The Implementation of Framework for Improvement by Vertical Enhancement
(FIVE) into Energy Exascale Earth System Model (E3SM)
The low cloud bias in global climate models (GCMs) remains an unsolved
problem. Coarse vertical resolution in GCMs has been suggested to be a
significant cause of low cloud bias because planetary boundary layer
parameterizations cannot resolve sharp temperature and moisture
gradients often found at the top of subtropical stratocumulus layers.
This work aims to lessen the low cloud problem by implementing a new
computational method, the Framework for Improvement by Vertical
Enhancement (FIVE), into the Energy Exascale Earth System Model (E3SM).
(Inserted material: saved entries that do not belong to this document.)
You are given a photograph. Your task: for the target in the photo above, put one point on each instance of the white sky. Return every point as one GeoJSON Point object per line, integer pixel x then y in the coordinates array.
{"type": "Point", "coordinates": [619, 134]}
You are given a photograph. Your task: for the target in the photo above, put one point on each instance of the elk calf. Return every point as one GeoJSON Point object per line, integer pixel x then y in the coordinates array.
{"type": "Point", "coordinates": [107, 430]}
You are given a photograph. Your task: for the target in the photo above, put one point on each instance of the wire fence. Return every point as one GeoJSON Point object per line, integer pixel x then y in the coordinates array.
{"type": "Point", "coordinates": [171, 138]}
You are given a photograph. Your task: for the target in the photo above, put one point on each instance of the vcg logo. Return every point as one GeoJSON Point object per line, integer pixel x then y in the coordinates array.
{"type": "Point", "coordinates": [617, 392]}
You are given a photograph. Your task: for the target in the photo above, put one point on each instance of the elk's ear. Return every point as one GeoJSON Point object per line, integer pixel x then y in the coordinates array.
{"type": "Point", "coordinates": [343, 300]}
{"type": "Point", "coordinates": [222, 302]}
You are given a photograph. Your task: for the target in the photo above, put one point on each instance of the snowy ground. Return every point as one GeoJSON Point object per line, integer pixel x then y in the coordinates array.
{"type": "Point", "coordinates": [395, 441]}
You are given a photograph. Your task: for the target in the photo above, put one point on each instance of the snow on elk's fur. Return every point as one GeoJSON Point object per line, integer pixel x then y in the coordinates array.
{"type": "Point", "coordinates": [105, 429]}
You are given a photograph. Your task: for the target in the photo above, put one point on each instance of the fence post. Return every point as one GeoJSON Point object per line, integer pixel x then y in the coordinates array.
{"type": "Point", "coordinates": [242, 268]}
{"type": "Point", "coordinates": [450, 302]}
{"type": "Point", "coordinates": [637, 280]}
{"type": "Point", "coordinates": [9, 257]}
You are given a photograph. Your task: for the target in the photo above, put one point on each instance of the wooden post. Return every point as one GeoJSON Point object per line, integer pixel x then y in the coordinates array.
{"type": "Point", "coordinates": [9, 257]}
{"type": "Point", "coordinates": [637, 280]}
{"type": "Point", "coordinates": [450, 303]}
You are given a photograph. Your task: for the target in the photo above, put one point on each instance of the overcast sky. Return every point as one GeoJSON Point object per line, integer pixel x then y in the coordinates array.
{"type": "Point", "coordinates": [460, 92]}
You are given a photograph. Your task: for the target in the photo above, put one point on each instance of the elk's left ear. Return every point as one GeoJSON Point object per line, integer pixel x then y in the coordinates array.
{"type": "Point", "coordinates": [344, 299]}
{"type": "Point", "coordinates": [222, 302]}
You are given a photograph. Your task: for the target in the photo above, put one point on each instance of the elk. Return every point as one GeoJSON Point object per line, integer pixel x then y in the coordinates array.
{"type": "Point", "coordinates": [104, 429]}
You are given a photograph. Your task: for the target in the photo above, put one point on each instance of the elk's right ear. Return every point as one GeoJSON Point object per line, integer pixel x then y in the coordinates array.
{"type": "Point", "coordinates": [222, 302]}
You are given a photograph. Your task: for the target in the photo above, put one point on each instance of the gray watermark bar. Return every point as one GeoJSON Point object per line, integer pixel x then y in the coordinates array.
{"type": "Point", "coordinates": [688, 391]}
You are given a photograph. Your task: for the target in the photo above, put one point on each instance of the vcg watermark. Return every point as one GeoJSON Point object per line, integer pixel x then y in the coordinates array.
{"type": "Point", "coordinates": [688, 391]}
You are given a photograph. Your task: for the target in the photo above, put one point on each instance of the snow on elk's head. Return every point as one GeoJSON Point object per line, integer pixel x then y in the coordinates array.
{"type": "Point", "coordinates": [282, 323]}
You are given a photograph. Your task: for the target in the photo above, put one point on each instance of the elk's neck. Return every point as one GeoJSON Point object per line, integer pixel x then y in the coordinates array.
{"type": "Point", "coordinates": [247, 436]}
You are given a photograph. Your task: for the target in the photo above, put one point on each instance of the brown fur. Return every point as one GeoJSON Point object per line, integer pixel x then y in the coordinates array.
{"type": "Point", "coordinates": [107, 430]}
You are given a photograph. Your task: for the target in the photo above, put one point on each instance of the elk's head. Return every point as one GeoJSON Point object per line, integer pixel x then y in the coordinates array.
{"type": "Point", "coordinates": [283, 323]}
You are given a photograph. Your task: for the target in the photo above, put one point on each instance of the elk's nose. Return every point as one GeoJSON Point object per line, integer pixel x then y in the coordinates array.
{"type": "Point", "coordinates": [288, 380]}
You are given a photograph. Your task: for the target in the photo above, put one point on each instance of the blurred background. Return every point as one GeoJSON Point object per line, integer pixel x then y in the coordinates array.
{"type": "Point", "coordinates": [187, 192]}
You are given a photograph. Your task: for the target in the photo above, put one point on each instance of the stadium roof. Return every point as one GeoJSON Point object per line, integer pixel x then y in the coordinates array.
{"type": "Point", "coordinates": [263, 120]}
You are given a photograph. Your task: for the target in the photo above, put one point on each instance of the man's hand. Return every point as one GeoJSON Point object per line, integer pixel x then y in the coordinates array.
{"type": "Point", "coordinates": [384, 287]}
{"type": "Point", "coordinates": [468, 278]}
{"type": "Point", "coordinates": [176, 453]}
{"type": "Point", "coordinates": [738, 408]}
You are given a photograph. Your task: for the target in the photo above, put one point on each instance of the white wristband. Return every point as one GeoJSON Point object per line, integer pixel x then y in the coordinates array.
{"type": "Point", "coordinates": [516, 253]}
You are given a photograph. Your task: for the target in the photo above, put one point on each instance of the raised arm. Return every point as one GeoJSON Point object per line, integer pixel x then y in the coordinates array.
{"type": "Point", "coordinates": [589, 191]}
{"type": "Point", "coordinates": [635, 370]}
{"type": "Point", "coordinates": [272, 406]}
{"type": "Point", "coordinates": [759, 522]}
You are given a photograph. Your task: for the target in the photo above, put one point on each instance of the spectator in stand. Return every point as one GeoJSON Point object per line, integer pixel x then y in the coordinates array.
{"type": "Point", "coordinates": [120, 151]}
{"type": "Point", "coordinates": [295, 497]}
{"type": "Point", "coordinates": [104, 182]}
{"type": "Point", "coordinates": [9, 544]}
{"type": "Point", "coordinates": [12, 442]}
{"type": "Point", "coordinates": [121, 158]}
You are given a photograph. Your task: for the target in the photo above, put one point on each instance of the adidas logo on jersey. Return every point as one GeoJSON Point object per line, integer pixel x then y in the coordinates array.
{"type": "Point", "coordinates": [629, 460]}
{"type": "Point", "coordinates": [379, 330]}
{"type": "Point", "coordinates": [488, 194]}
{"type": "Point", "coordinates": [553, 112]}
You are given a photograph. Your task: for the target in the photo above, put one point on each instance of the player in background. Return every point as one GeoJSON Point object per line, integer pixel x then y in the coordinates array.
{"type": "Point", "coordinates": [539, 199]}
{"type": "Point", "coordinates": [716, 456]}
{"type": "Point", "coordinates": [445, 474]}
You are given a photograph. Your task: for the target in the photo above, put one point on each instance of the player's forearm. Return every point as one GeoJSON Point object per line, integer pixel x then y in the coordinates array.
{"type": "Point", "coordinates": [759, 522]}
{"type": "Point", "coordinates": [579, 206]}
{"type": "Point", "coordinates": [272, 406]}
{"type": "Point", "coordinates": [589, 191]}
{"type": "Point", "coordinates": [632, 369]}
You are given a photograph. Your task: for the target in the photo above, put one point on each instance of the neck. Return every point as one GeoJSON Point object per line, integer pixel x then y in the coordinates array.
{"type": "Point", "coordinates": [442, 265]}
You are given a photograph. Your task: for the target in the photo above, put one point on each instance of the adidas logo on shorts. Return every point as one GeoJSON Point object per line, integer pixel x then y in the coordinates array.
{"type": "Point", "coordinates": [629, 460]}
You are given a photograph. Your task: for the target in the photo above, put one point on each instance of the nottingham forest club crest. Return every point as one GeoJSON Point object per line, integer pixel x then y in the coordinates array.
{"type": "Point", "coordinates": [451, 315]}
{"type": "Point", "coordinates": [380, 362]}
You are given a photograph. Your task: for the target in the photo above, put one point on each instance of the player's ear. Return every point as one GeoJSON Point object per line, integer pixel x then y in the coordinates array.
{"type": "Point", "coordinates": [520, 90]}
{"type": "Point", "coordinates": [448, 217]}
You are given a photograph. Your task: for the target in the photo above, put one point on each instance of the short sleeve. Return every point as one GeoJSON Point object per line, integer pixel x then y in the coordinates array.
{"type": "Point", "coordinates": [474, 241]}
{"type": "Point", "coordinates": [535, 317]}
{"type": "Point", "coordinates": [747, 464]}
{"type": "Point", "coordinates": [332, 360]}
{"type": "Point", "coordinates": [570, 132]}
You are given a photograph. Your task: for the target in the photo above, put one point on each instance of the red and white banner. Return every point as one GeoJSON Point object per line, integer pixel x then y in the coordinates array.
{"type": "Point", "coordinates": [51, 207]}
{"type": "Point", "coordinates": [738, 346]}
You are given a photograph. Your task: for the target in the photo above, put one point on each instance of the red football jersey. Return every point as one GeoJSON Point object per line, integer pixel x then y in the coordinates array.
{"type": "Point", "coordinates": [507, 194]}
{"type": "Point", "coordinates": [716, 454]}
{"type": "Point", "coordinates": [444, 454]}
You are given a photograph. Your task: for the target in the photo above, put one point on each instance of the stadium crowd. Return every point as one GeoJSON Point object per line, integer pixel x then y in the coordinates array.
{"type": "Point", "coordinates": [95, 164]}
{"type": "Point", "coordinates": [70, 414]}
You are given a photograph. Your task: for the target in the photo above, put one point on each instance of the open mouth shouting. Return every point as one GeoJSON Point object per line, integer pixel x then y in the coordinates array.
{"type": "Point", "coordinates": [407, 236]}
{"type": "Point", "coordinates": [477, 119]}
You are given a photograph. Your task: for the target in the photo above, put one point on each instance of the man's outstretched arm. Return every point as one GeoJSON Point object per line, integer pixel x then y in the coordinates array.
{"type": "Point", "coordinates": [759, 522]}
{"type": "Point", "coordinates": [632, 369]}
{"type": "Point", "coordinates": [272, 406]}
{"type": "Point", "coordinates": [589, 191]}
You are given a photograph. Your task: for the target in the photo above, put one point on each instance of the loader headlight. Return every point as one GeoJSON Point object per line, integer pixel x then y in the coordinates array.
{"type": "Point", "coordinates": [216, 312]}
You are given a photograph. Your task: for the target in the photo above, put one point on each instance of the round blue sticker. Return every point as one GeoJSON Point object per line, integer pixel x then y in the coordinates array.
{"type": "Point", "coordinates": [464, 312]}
Three physics schemes representing microphysics, radiation, and
turbulence as well as vertical advection are interfaced to vertically
enhanced physics (VEP), which allows for these processes to be computed
on a higher vertical resolution grid compared to the rest of the E3SM
model. We demonstrate the better representation of subtropical boundary
layer clouds with FIVE while limiting additional computational cost from
the increased number of levels. When the vertical resolution approaches
the LES-like vertical resolution in VEP, the climatological low cloud
amount shows a significant increase of more than 30% in the
southeastern Pacific Ocean. Besides the improvement of low-level cloud
amount, the skill scores of mid- and high-level cloud amounts are not
negatively impacted partly because FIVE can avoid negative consequences
of running deep convection parameterization at high vertical resolution.